The sheep at NSW DPI Cowra Research and Advisory Station are proving that you can still look stylish while participating in crucial pedigree research.

Adorned with black and red collars fitted with Bluetooth technology, the flock are helping uncover hard-to-record traits of ewe and lamb behaviour.

“The most expensive thing to get is data on ewe rearing ability, especially for twins, so these devices have been really helpful for our flock performance recording, our research trials and what we want to do in future,” NSW DPI research officer Dr Gordon Refshauge said.

After nearly two decades of manual maternal pedigree data collection at lambing, researchers have turned to Smart Shepherd, a reusable smart tag system that captures the maternal instinct of the ewe to get pedigree.

Using Bluetooth technology, which is matched to the sheep’s individual RFID tag, the system looks for repeatable physical contact between mum and progeny, something that DNA cannot do, to measure maternal relationships in an environment that’s free of human interference.

“We use a military-grade Wi-Fi receiver that can read the tags from a huge range,” Dr Refshauge said.

“It’s the same kind of technology they use on army bases when deployed overseas. When soldiers come back on site, they don’t do roll call but are scanned in automatically using their individual RFID tag.”

While the military RFID tags track soldiers, weapons, and shipments, at Cowra Research and Advisory Station, it’s all about capturing the dynamics between lamb and ewe.

Smart Shepherd tag being attached to a sheep.

“These tags mean we don’t need to be in the lambing paddocks,” Dr Refshauge said.

“After first assigning collars to the ewes and lambs, we then bring the sheep back to the yards a two or so days later and download the data straight off collars using the Wi-Fi. This gives us all kinds of information: this lamb has been spending time with this lamb, this lamb has been spending time with that ewe. So, it gets our pedigree.”

“We’re getting up to 96% pedigree assignment and have additional data to consider in the future such as the abundance of time a lamb stays close to its mum and what that might mean for its growth to weaning, health and lifetime productivity. This data also allows our flock at Cowra to be research ready with pedigree, performance recorded, highly productive and relevant to the industry”
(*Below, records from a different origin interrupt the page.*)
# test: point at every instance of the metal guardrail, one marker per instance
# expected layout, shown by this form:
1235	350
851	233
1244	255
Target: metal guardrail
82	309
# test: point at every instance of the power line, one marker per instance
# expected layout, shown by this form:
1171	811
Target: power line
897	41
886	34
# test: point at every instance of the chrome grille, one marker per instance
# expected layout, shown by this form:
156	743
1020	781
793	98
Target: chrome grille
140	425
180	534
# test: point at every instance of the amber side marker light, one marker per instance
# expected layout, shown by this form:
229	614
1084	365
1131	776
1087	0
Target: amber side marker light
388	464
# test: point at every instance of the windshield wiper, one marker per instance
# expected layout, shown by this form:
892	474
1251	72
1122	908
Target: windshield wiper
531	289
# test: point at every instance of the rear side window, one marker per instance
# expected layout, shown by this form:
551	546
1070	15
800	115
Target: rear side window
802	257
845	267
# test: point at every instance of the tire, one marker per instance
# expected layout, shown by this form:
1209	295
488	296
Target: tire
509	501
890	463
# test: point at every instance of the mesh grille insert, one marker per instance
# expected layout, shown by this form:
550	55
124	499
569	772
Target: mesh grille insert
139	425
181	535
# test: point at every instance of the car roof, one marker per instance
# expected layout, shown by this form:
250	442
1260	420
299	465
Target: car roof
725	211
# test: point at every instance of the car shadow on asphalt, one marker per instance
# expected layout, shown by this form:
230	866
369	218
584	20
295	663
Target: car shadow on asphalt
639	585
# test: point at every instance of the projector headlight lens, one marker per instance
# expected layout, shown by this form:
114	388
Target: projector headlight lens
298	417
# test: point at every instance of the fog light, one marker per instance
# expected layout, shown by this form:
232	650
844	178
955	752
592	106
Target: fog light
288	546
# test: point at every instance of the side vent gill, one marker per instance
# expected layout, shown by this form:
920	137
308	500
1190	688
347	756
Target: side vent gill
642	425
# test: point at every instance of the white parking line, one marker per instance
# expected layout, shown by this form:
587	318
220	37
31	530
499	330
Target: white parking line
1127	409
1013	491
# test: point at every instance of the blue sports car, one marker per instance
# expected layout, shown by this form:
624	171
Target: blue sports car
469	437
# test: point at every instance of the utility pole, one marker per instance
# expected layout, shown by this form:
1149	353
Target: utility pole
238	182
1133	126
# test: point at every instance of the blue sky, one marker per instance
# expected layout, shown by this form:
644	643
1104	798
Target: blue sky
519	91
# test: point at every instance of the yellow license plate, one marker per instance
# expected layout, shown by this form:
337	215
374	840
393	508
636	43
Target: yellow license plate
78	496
However, Dr Refshauge remains a strong advocate for producers to assess udders after lambing to improve lamb survival and weaning rates.

“The one thing this cannot address is the ewe that raises only one lamb from a litter of multiple lambs,” he said.

“These ewes need to be found to take lamb survival to the next level without doing the intensive, expensive lambing rounds. Using tech like Smart Shepherd, which is cheaper than DNA pedigree, we can find the ewes that fail to rear all the lambs they gave birth to. Smart Shepherd will help us find those ewes that give birth to twins and raise only one.”